Filtering on the existence of a many-to-many relationship


#1

I need to filter on a table based on the existence of a value in a foreign table. For example, suppose we have two tables: posts and tags

posts:
 post_id |    text
---------+-------------
       1 | Please help
       2 | New idea

tags:
 tag_id |   tag
--------+---------
      1 | bug
      2 | urgent
      3 | feature

posts_tags:
 post_id | tag_id
---------+--------
       1 |      1
       1 |      2
       2 |      3

I’d like to query all posts based on associated tags (e.g., "All posts tagged as urgent, all posts tagged as feature or bug, etc.).

As far as I know, there’s no way to natively query posts and filter on tag_id or tag. I’m perfectly happy to denormalize or pre-aggregate my data, but the unique values of tags are not known ahead of time so I can’t easily create a column for each possible tag (or create a base question per this suggestion ).

I’m using PostgreSQL as my datasource, so if Metabase supported querying on Postgres array values, hstores, or items in a json(b) array, I could aggregate the tags into a single column and then filter, e.g.:

 post_id |    text     |       tags
---------+-------------+-------------------
       1 | Please help | ["bug", "urgent"]
       2 | New idea    | ["feature"]

I suppose I could pre-aggregate the values into a string and search that field:

 post_id |    text     |    tags
---------+-------------+------------
       1 | Please help | bug;urgent
       2 | New idea    | feature

…but I’m wondering if this is the best solution.

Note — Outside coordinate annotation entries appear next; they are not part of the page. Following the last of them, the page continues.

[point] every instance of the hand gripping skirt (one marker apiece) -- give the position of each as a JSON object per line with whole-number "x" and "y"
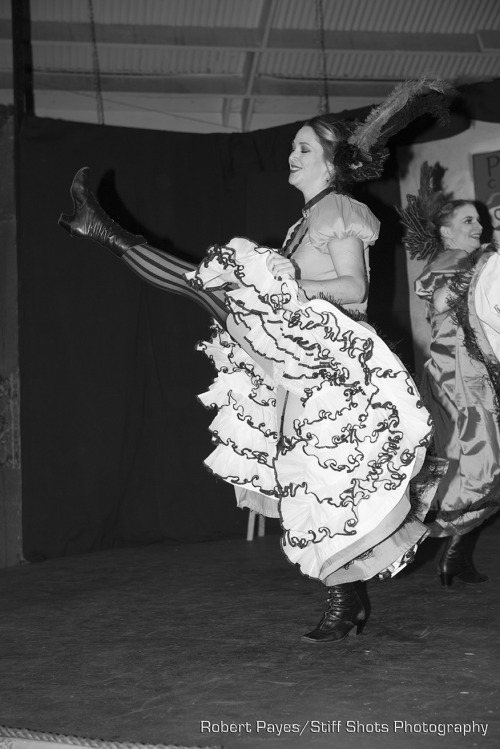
{"x": 318, "y": 423}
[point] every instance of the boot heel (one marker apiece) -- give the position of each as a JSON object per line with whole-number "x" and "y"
{"x": 64, "y": 221}
{"x": 358, "y": 628}
{"x": 446, "y": 579}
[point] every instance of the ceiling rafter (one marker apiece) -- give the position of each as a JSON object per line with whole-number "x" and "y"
{"x": 250, "y": 40}
{"x": 252, "y": 62}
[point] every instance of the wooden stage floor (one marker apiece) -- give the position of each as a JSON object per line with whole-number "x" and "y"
{"x": 199, "y": 645}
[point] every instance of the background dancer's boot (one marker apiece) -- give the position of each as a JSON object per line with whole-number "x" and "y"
{"x": 457, "y": 561}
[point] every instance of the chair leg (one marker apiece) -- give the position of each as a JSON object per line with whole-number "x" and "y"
{"x": 251, "y": 525}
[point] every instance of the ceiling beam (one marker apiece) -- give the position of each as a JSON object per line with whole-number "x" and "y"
{"x": 250, "y": 40}
{"x": 252, "y": 63}
{"x": 206, "y": 86}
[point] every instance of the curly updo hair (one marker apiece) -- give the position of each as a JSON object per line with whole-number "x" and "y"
{"x": 349, "y": 163}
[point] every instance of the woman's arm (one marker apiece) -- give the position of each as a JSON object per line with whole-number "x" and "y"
{"x": 351, "y": 284}
{"x": 440, "y": 299}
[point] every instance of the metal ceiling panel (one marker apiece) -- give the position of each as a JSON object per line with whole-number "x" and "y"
{"x": 409, "y": 16}
{"x": 225, "y": 13}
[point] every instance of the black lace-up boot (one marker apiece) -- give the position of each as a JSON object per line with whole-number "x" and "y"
{"x": 457, "y": 561}
{"x": 345, "y": 614}
{"x": 91, "y": 221}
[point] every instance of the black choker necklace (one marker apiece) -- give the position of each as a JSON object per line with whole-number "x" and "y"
{"x": 295, "y": 238}
{"x": 316, "y": 198}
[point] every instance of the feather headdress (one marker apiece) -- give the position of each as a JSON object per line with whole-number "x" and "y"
{"x": 395, "y": 112}
{"x": 409, "y": 100}
{"x": 421, "y": 239}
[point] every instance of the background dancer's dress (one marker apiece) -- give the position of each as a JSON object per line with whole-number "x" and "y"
{"x": 318, "y": 422}
{"x": 461, "y": 386}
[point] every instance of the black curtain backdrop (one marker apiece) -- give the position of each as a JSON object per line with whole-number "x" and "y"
{"x": 113, "y": 437}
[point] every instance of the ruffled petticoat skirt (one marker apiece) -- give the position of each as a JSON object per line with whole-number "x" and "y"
{"x": 318, "y": 423}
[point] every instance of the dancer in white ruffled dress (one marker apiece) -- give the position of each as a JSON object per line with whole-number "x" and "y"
{"x": 318, "y": 423}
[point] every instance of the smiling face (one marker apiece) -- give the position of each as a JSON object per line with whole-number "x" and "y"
{"x": 463, "y": 230}
{"x": 309, "y": 171}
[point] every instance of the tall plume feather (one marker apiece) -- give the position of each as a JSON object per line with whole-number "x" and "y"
{"x": 389, "y": 117}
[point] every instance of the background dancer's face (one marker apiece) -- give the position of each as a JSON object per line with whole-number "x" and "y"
{"x": 309, "y": 171}
{"x": 462, "y": 230}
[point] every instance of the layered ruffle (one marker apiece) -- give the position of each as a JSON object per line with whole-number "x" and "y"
{"x": 336, "y": 463}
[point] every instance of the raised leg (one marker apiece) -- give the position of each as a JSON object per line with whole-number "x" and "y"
{"x": 157, "y": 267}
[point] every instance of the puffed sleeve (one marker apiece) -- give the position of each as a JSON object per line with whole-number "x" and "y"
{"x": 436, "y": 274}
{"x": 338, "y": 217}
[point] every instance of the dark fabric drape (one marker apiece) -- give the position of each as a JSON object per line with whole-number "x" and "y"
{"x": 113, "y": 438}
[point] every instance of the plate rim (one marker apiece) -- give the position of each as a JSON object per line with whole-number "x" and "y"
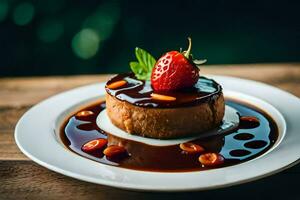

This seems like it would be a somewhat common use case, so I’m curious to know if anyone has a workaround.

Related github issues:


#2

If the relationship is defined in the data model, you can filter within limitations. This is a question on orders, but filtered using the customer table.


#3

This works perfectly if you start from a table that has a foreign key to another table, but in my above example, there is no foreign key from the posts table to another table.

To give an example using the sample data set, it would be something like: “Show me the raw data of all People who live in El Paso and have ordered either a Gizmo or a Widget”.

I suppose I could build the question from the fact table (Orders, or posts_tags in my example) and then group by every column in the dimension table (People, or posts in my example). But I’d really like to start with the table on the receiving end of the foreign key relationship and create filters based on other tables with foreign keys pointing back to it. That way the user could filter based on multiple foreign tables. You could imagine this being useful if the Reviews table had a foreign key back to the People table, and you wanted to do an analysis on People who have bought a certain product or left a review in the last 30 days.

It seems kind of contrived, and I get the sense that I’m bumping up against the limit of the native query builder, but I was hoping the user wouldn’t have to write SQL for my example ("Filter all posts tagged as feature or bug).


#4

Yes, it is a bit contrived.
In similar circumstances, I’ve either used a view or written some custom SQL.